NASA’s Perseverance rover recently took a break from its mountaineering expedition on Mars to study its old stomping grounds.
The car-sized Perseverance landed on the floor of the 45-kilometer-wide Jezero Crater in February 2021 to search for signs of past life on Mars and collect dozens of samples for future return to Earth.
Perseverance has completed its work in the Jezero Flats and is now climbing the crater’s western rim, en route to exploring new and disparate Martian landscapes. Late last month, however, the rover stopped to admire the awe-inspiring view of Jezero – and to share that view with its masters on Earth.
Mission team members stitched together 44 photos taken by Perseverance on September 27, creating a mosaic showcasing many of the sites explored by the rover.
“The image not only shows our past and present, but also shows the biggest challenge to getting where we want to be in the future,” said Perseverance deputy project manager Rick Welch of the Jet Propulsion Laboratory (JPL ) from NASA in Southern California. a statement on Monday, October 28, when NASA shared the new images.
“If you look at the right side of the mosaic, you start to get a sense of what we’re dealing with,” he added. “Mars didn’t want to make it easy for anyone to reach the top of that ridge.”
Perseverance began its ascent in mid-August. He took the featured photos while he was about halfway up the western rim, near a spot the mission team calls “Faraway Rock.” The rover is not expected to reach the summit until early December, however, as things are quite difficult.
The ridge Welch referred to has a slope of about 20 degrees, NASA officials said. It is also slippery, with loose sand and dust on a brittle crust.
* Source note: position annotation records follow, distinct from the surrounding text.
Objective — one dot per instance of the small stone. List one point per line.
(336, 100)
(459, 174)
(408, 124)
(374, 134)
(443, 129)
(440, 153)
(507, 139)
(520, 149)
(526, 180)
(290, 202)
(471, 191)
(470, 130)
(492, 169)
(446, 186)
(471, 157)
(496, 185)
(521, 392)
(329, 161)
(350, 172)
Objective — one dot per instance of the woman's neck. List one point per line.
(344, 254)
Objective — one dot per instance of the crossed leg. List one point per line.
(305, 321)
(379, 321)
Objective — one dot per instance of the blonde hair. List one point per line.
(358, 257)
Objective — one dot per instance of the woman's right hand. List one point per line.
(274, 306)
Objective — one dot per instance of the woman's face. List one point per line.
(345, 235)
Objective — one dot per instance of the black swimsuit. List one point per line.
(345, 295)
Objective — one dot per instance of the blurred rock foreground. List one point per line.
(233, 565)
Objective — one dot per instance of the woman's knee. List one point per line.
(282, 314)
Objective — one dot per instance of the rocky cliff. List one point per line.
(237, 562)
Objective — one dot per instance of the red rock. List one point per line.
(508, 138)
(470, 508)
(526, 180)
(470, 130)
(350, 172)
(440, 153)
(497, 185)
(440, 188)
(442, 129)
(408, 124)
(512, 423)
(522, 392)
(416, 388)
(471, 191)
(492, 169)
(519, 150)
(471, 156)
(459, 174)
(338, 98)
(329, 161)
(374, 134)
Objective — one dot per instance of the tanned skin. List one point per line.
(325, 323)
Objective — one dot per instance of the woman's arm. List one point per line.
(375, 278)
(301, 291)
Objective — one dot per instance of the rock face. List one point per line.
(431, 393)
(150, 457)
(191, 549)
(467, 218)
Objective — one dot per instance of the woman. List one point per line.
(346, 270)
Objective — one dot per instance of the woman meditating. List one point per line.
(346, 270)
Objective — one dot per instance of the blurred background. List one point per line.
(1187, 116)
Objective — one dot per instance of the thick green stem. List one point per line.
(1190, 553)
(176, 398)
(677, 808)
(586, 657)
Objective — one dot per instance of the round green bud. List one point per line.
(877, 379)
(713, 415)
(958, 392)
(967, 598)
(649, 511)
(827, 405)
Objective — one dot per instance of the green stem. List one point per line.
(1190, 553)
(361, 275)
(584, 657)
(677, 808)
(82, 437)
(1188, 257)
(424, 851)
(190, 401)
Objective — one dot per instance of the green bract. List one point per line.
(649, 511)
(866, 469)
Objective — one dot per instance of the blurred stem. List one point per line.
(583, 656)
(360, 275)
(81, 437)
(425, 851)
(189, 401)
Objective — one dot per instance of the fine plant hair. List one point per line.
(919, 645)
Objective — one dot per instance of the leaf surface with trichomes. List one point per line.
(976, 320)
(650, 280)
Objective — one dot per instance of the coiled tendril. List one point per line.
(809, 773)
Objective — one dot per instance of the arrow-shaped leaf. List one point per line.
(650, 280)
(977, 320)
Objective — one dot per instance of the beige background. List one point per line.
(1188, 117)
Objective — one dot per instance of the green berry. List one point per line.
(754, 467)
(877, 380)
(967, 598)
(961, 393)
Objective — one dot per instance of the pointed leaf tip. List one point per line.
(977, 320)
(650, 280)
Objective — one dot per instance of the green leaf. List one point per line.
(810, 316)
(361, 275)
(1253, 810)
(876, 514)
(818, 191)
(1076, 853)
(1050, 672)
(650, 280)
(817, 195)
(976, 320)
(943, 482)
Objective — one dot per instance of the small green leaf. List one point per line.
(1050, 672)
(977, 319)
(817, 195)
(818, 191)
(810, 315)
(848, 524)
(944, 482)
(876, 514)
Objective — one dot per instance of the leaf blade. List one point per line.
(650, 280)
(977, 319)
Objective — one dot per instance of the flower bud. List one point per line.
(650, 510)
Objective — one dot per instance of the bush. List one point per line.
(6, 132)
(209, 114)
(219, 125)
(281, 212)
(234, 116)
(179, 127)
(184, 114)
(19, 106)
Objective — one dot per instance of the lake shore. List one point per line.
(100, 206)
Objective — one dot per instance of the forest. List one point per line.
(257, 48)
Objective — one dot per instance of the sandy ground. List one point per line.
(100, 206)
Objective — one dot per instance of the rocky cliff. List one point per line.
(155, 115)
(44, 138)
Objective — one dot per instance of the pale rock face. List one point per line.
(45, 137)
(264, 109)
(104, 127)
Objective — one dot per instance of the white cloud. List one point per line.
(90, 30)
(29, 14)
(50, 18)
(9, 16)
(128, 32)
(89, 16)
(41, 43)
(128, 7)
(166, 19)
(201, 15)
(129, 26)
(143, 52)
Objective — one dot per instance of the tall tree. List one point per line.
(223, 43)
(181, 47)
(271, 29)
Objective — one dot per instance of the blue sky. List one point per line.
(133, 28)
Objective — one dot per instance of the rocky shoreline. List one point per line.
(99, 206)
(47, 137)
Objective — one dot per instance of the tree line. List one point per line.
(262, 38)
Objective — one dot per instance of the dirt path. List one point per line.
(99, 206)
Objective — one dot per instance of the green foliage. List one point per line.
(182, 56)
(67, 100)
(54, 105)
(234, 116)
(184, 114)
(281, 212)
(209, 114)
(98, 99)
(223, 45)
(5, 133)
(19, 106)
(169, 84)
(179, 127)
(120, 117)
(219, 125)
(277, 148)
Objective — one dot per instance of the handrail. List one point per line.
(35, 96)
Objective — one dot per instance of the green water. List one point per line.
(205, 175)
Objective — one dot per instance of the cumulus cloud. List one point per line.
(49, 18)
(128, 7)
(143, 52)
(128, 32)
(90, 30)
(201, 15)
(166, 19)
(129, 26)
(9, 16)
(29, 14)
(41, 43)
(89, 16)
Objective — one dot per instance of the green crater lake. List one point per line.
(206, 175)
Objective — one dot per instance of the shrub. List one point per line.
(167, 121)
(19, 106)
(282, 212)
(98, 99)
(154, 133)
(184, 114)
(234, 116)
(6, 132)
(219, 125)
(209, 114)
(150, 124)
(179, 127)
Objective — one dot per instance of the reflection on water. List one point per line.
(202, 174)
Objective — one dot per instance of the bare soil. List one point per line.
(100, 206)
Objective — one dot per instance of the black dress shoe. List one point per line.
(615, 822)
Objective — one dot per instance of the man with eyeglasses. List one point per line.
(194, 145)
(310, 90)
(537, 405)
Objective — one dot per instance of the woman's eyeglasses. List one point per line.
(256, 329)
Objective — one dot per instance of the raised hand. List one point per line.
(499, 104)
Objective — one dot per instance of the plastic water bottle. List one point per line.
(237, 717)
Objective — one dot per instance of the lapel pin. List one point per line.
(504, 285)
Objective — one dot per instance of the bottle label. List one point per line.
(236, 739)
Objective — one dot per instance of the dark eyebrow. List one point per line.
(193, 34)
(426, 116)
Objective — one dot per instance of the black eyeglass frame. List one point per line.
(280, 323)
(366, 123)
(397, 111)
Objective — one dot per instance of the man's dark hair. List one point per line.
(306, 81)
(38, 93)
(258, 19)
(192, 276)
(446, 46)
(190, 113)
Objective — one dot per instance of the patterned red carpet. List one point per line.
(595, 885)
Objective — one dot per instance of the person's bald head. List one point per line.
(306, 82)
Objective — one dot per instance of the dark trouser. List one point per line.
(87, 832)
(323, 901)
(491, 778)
“Mars rovers have driven on steeper and slipperier terrain, but this is the first time we’ve had to deal with both — and on this scale,” said JPL’s Camden Miller, a planner or “driver.” for the mission of Perseverance, said in the same press release.
“For every two steps forward that Perseverance takes, we take at least one step back,” added Miller, who also served as pilot for NASA’s Curiosity rover, which landed in Mars’ Gale Crater in 2012 and which is still active. “The rover planners saw that this was going to be a long and difficult job, so we got together to brainstorm some options.”
These options included driving the Perseverance six-wheeled backwards, taking a switchback-heavy “cross slope” approach, and staying close to the northern edges of the slope, which may contain larger, traction-enhancing rocks. buried in the nearby basement.
All three of these strategies have helped to some extent, but the northern boundary method seems to offer the best value, so the rover team will prioritize that one.
“That’s the plan for now, but we may have to change things later,” Miller said. “No Mars rover mission has attempted to climb a mountain this big and this fast. The science team wants to reach the top of the crater as quickly as possible because of the scientific opportunities up there. It’s up to us, the planners of the rover, to determine found a way to get them there.